The Service Corps notified her she would be going to medical school, all expenses paid. She completed her bachelor''s in three years and moved to San Juan. She specialized in internal medicine: the treatment, prevention and diagnosis of adult illness. For a year, in anatomy class, she familiarized herself with the innards of an unclaimed corpse. Having studied mutations, protrusions, rashes, gashes, warts, wounds and putrefactions in books since she was a child, Jeannette was not a queasy person. She was fascinated by the labyrinth of tubes inside this human. She sliced open the gray-haired man with scalpels, planting labeled flags in his arteries, muscles and organs. She removed his heart and held it in her hands, imagining the limp, defective organ in its last moments, its once-moist coronary arteries clotted and trembling.
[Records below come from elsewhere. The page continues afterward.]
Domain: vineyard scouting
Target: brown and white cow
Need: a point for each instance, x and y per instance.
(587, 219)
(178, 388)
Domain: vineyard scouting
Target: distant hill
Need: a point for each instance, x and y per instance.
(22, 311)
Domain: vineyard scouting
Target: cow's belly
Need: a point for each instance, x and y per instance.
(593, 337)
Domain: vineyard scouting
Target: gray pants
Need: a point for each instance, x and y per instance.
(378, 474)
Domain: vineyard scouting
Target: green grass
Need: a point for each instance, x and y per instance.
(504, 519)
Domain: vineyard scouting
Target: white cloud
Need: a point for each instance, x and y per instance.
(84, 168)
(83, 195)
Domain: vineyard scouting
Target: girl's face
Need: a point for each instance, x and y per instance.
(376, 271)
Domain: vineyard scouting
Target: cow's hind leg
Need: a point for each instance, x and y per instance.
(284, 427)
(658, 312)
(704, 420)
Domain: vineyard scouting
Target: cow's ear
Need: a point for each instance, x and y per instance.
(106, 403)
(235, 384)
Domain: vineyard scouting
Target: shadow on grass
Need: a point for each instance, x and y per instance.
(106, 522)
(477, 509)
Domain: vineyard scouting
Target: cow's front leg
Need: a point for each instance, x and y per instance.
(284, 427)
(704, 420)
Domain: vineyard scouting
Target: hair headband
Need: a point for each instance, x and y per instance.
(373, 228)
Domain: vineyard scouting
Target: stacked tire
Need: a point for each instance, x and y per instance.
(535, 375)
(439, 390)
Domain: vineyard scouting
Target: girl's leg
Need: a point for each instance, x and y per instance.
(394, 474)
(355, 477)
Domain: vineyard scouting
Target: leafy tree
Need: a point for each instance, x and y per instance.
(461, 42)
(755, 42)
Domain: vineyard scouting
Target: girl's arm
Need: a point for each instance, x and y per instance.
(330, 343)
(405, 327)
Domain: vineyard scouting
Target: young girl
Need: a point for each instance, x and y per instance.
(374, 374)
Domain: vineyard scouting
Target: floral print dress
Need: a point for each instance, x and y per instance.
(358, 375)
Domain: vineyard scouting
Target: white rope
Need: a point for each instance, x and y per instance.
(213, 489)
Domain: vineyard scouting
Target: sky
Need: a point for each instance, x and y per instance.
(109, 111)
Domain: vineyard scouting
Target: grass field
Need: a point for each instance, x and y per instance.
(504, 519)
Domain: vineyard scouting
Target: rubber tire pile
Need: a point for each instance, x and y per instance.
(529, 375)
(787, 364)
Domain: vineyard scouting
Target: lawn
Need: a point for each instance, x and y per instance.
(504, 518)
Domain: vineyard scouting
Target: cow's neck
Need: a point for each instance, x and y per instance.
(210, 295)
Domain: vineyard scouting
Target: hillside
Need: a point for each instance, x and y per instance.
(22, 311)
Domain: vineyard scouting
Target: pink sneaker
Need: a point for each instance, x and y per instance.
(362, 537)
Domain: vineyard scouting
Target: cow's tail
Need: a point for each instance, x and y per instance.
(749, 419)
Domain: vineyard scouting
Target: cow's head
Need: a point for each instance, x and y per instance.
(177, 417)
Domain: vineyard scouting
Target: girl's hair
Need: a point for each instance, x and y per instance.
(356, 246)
When Irma moved into Jeannette''s apartment to study law, she was aghast to discover that Jeannette placed her textbooks on the dead man daily and brought them home to study on the kitchen table. The corpse is sterile, Jeannette thought, shrugging. They keep it cold. Living on their own was liberating. Jeannette cut her hair short, bleached it and styled it voluminous and layered like the actress Farrah Fawcett''s. She had the same wide-open eyes and pale, delicate lips. She weighed ninety-five pounds. She was a top student, but her adventurous wardrobe, inspired by her mother--thick belts, audacious colors, tall boots--meant she was also named Most Fashionable in the yearbook.
A medical student named Carlos proposed to Jeannette. Like her, he was spindly and half blind. Thick-rimmed glasses hid the small eyes on his prodigious head. They were engaged for about a year. But as they neared graduation in 1983, Carlos realized he wanted a housewife. He begged Jeannette to give up medicine. She refused. Carlos asked her to return his engagement.